Missing values

Gurita supports data sets with missing values.

Gurita uses Pandas to read, write and manipulate tabular data, and therefore inherits its behaviour for handling missing values from that library.

The working with missing data page in the Pandas documentation contains useful background information on this topic.

One of the most important consequences is that missing values are stored internally as NaN (standing for not a number, it is a special code that is used to encode undefined or unrepresentable values).

Missing values in input data

Here is the contents of a small example CSV file that has two missing values:

sepal_length,sepal_width,petal_length,petal_width,species
5.1,3.5,1.4,0.2,
4.9,3.0,1.4,0.2,virginica
4.7,,1.3,0.2,setosa

The first data row is missing a categorical value in the species column. This is indicated by the comma occurring at the end of the line – there is no final value in the last column on the first data row.

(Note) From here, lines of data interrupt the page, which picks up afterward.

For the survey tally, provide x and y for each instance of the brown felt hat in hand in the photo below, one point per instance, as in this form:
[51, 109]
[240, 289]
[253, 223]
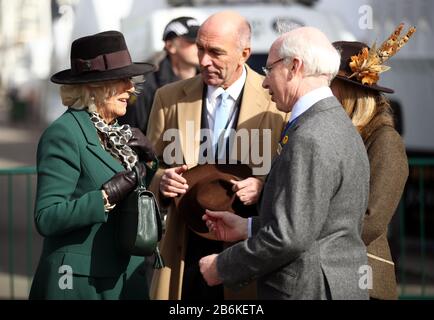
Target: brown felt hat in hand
[210, 188]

The third data row is missing a numerical value in the sepal_width column. This is indicated by two adjacent commas without in intervening value between them.

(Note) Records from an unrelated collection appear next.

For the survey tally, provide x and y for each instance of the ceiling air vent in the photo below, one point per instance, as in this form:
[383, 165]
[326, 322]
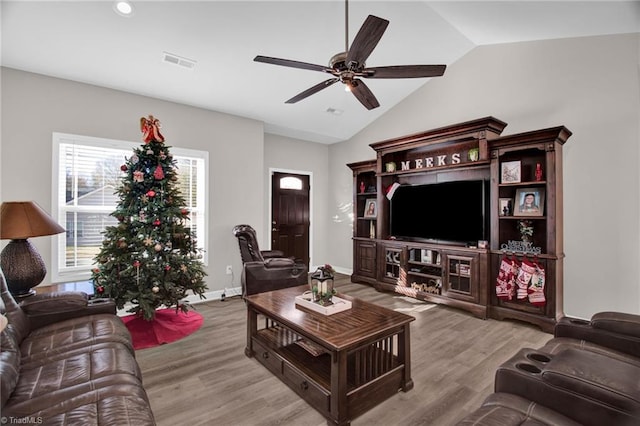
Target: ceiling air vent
[173, 59]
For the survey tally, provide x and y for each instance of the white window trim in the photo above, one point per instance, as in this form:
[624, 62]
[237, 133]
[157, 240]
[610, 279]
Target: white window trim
[58, 241]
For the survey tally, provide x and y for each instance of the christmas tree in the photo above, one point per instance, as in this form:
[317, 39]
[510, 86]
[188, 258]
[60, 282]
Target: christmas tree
[150, 257]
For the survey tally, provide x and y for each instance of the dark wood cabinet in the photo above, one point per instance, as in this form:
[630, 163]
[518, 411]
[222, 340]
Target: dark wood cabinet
[465, 275]
[364, 260]
[538, 155]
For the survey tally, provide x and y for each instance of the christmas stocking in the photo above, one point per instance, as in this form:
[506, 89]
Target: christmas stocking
[505, 281]
[536, 289]
[524, 277]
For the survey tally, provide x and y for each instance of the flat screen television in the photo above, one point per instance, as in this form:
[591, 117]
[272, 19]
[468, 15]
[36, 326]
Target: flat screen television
[447, 212]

Default symbols for missing data in input files

By default the following values are interpreted as missing values in input data: the empty string, #N/A, #N/A N/A, #NA, -1.#IND -1.#QNAN, -NaN, -nan, 1.#IND, 1.#QNAN, <NA>, N/A, NA, NULL, NaN, n/a, nan, null.

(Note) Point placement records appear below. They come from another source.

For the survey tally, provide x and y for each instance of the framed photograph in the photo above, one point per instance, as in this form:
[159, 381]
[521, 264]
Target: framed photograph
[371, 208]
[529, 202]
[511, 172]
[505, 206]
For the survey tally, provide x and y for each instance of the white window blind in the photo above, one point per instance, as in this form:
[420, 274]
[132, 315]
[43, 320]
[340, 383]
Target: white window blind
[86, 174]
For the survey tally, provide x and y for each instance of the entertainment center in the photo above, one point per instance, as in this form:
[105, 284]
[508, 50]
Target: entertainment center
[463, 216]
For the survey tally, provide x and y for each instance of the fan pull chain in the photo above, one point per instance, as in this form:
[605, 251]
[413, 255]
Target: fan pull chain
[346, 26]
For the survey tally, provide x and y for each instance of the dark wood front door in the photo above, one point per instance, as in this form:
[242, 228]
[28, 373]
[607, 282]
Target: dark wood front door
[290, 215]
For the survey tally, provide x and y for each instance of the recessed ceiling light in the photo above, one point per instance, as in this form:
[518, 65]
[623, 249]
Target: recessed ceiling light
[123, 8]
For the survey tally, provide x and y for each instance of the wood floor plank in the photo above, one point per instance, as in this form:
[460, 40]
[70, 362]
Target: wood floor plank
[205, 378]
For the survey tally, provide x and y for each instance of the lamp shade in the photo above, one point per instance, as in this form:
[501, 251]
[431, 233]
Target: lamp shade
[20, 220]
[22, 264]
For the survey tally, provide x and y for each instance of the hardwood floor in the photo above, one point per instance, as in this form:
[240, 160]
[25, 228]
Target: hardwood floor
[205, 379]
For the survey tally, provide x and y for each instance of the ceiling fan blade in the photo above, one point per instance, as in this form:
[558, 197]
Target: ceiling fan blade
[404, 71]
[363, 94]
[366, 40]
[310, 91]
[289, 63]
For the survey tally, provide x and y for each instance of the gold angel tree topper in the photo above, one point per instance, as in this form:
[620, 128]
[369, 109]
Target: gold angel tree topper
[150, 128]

Using N/A and null to represent missing values, the above data equivalently be represented in the input file in the following way:

sepal_length,sepal_width,petal_length,petal_width,species
5.1,3.5,1.4,0.2,N/A
4.9,3.0,1.4,0.2,virginica
4.7,null,1.3,0.2,setosa

In this case N/A is used on the first data row to indicate a missing species value, and null is used on the third data row to indicate a missing sepal_length value. It is not common to mix and match different representations of missing values in the one data set, so this example is a bit unusual. However, it does show that it is possible.

Specifying symbols to use for missing data in input files

You can override the default symbols used for representing missing data in input files using the --navalues argument to the in command.

For example, suppose you want to use the symbols - (a single dash), NA and the empty string as symbols for missing values, then you can specify this as follows:

cat example.csv | gurita in --navalues '-' '' 'NA'

Note than when --navalues is used the default missing value symbols no longer apply, and only those symbols given as arguments to --navalues will be used to represent missing values.

Missing values in output data

When writing a data set as output, by default Gurita will use empty fields to indicate missing values. However, this can be overridden with the --na <str> argument, where <str>> will be used to indicate a missing value.

For example, suppose that the previous small data set with missing values is stored in a file called missing.csv. The following command will feed the contents of that file into the standard input of Gurita, which will then write the file back out to standard output with missing values indicated by underscores:

cat missing.csv | gurita out --na '_'

The resulting data will be represented like so:

sepal_length,sepal_width,petal_length,petal_width,species
5.1,3.5,1.4,0.2,_
4.9,3.0,1.4,0.2,virginica
4.7,_,1.3,0.2,setosa

Dropping rows or columns containing missing values

The dropna command allows you to remove rows or columns that contain missing values based on certain criteria.